Here are my recommended “rules of engagement” to consider in moments of distress or disruption. If you listen closely and read between the lines, you will hear echoes of ancient wisdom here:
- Seek first to understand and then to be understood. When kids misbehave, parents who understand their children’s underlying needs (related to development and, in some cases, past trauma) respond in ways that guide the development of the personality underneath the monstrous mood paralyzing it. Bruce Perry (2001) wrote, “The more you can learn about attachment problems, bonding, normal development and abnormal development, the more you will be able to develop useful behavioral and social interventions. Information about these problems can prevent you from misunderstanding the child’s behaviors.” He added, “A punitive approach to (these problems) will not help the child mature. Indeed, punishment may actually increase the child’s sense of insecurity, distress and need” (p. 9).
- Know thyself. It is crucial that you understand your own underlying predispositions and that you ensure appropriate checks and balances are in place to protect your children from your own unresolved issues. I have written (2011), “To the extent that we fail to go toe-to-toe with our own reflex and mood, our reflex and mood will go toe-to-toe with the ones we love. We will find ourselves acting in ways that sabotage our own efforts to get more of what we want, whether it be understanding, connection or behavior change.”
- Have the courage to do whatever may be helpful. You can establish structure for a child by implementing house rules as well as child-specific goals, by linking privileges to responsibilities, by creating safe and private spaces for children to be and discover who they are, and by engaging them regularly in playful—as well as skill-building—activities that facilitate opportunities to explore relationships and the world around them. You can provide feedback to a child by giving affection unconditionally, lavishing praise on every effort and success, large or small, by showing interest and inquiring into their lives, whether they like it or not and whether they’re responsive or not.

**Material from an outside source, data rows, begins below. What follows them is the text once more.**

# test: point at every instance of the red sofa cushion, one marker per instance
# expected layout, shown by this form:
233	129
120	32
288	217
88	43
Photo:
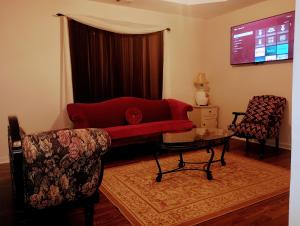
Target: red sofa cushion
112	112
151	128
133	116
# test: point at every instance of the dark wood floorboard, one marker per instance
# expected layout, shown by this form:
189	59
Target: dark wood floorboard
270	212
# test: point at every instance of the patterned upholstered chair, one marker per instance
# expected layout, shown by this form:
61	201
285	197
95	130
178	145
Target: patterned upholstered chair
261	120
56	169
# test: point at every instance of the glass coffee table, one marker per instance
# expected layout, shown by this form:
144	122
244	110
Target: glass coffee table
195	139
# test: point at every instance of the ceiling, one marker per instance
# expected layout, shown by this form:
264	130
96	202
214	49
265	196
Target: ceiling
207	10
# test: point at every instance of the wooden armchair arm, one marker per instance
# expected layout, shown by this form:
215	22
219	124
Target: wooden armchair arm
236	114
16	159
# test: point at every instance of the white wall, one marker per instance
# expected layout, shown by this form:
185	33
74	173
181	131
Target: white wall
233	86
294	218
30	57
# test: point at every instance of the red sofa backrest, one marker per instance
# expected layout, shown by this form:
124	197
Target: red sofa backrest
112	112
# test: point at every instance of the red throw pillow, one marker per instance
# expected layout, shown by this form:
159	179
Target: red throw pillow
133	116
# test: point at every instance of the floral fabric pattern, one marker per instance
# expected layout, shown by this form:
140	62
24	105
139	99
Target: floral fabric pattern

- Try to lay off of issues you cannot resolve. You cannot simply fix the problem of disobedient behavior through any immediate reaction, but you can sabotage an opportunity for your child’s deep emotional learning and moral-muscle conditioning through giving into your own need to rant and blame. You cannot change whether your kid is responsive to your affection and praise, but you can hold his or her emotional autonomy hostage by engaging in self-serving attempts to procure reciprocity. You cannot change whether your kid is particularly shy or moody or energetic (i.e., temperament), but you can inflict or reinforce a psychological complex in which he or she is left to contend with lingering suspicions that he or she is not good enough.
- In all things, seek to be an instrument of peace. This is not an easy mission, but it is the right one. It should be the prologue and the epilogue to your own personal parenting manual. It must be your first prayer before you step into the mire each day and the final project each night if it is to be achieved. If I have not yet established a persuasive case for those who perpetually believe that their way is the right way, perhaps the immensely practical words of W.L. Bateman will drive us home: “If you keep on doing what you’ve always done, you’ll keep on getting what you’ve always got.”
References:
- Edwards, B. (2011). Fighting, family, and finding peace. Relevant Magazine: http://www.relevantmagazine.com/life/relationship/blog/26757-fighting-family-and-finding-peace.
- Perry, B.D. (2001). Bonding and attachment in maltreated children: Consequences of emotional neglect in childhood. Caregiver Education Series. Houston: ChildTrauma Academy.
- Siegel, D. (1999). The developing mind: How relationships and the brain interact to shape who we are. New York: The Guilford Press.